Marilyn Lobianco diz ter vários elementos em comum com a personagem: “Ela era artista da noite. Gostava de cantar, era fã de Fafá de Belém, Vanusa e Marilyn Monroe”. Além do coletivo Porta dos Fundos, o ator participa do Buraco da Lacraia, ocupação cultural realizada no Centro do Rio de Janeiro. “É um cabaré bem-humorado e político que atrai o público LGBT, um oásis de convivência da diversidade. Gisberta trabalhava em um ambiente assim no Porto”, explica.


A discussão suscitada pelo espetáculo chega em momento oportuno, enfatiza Lobianco. O debate “saiu do armário” e passou a ser público. “Sou otimista. Dá desespero quando parece que estamos retrocedendo. Por muito tempo, a discussão foi adiada. Hoje, conseguimos colocar essas questões. Os LGBTs não vão parar”, avisa.


Lobianco comenta que um dos reflexos desse avanço é a visibilidade conquistada por Pabllo Vittar, cantora drag queen. “Ela e Anitta estão movimentando a cena pop brasileira. Ter uma drag nesse lugar de tanto sucesso pode ser o indicativo de que alguma coisa está mudando”, conclui.

 

Vítima do desamor

Em 22 de fevereiro de 2006, Gisberta Salce Júnior, de 45 anos, foi assassinada por 14 jovens na cidade do Porto, em Portugal. Por vários dias, foi violentada pelo grupo. O corpo foi jogado num poço. Nascida em São Paulo, a brasileira se transformou em símbolo da luta LGBT em Portugal. Sua morte violenta ampliou o debate sobre a transfobia no país europeu.
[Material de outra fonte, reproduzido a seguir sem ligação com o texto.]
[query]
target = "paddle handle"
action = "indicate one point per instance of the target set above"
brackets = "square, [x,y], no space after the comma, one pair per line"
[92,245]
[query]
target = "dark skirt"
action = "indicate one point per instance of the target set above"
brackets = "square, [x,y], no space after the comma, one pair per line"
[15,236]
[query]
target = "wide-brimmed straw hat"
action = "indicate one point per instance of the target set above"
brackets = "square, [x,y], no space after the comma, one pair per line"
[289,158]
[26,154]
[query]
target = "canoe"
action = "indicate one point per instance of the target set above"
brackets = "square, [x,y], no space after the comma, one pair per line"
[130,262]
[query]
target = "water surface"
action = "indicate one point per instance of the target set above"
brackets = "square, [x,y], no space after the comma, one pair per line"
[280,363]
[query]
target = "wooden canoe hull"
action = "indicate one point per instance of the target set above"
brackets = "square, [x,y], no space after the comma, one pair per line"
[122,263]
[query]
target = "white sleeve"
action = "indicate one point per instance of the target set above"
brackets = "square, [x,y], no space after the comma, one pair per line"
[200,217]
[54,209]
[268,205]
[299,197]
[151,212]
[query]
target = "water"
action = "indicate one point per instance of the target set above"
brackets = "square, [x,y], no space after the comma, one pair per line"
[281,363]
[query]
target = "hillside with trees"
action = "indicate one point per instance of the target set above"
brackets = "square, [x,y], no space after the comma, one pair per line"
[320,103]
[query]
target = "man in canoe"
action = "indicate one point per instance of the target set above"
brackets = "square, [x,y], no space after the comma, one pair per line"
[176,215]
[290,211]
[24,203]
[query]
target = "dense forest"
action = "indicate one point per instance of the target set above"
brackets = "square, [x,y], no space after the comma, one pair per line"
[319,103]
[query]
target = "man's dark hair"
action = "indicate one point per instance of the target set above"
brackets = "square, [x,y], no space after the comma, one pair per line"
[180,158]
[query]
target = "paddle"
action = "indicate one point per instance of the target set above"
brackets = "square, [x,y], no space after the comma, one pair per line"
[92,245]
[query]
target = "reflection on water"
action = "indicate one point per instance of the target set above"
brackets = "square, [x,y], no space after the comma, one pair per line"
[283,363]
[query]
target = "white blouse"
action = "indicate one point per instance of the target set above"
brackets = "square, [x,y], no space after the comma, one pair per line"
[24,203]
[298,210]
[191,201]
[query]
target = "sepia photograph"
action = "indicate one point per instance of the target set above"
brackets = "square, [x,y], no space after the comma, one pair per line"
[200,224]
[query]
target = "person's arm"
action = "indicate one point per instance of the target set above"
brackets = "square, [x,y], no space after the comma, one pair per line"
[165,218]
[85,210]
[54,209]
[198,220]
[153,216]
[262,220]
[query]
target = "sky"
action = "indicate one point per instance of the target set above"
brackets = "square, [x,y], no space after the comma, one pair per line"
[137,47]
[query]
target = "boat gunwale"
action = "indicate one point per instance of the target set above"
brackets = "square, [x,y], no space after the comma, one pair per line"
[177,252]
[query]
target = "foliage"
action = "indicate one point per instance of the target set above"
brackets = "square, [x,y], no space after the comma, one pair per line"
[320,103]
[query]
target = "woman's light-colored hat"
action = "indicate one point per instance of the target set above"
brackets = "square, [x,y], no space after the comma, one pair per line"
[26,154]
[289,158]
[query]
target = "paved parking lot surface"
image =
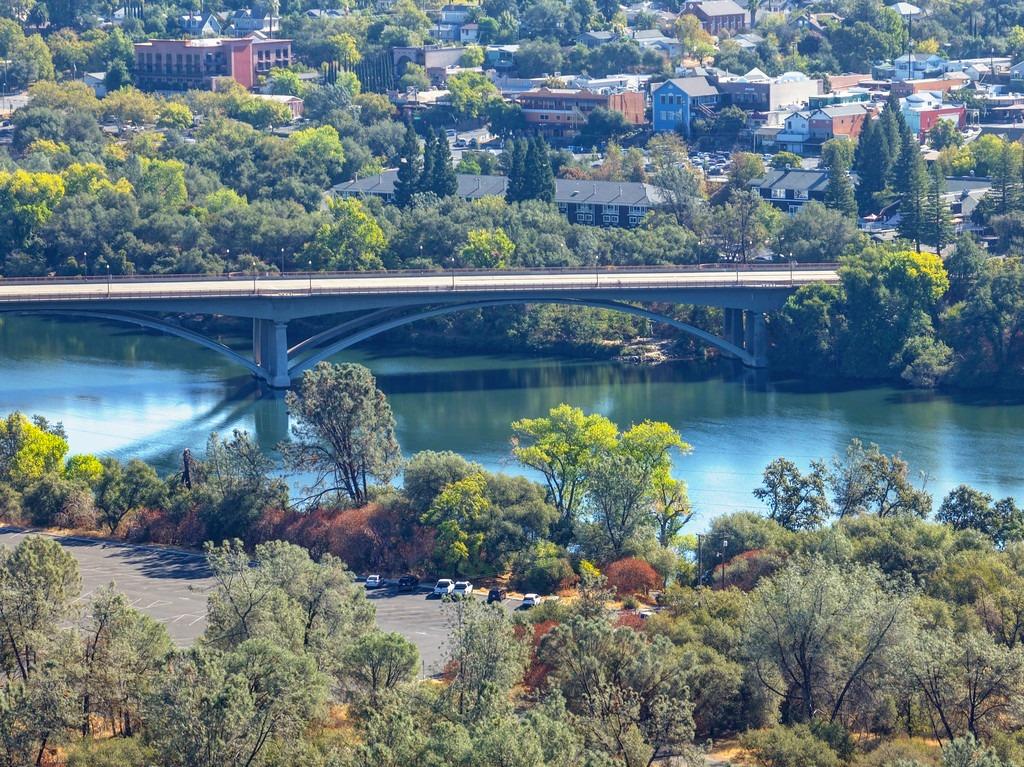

O ator Luis Lobianco diz que Portugal conseguiu reduzir a violência contra pessoas trans, facilitando a elas a obtenção do nome social. O assassinato de Gisberta expôs as péssimas condições da instituição religiosa que atendia os jovens criminosos. “Eles não tinham sequer escova de dentes, eram abusados pelos padres. Essa história revela o que o desamor traz. Os rapazes reproduziram o que viviam no dia a dia”, diz o ator.
Os assassinos de Gisberta cumpriram penas socioeducativas. “O sentimento de impunidade deu força ao movimento por busca de direitos em Portugal”, reforça Lobianco.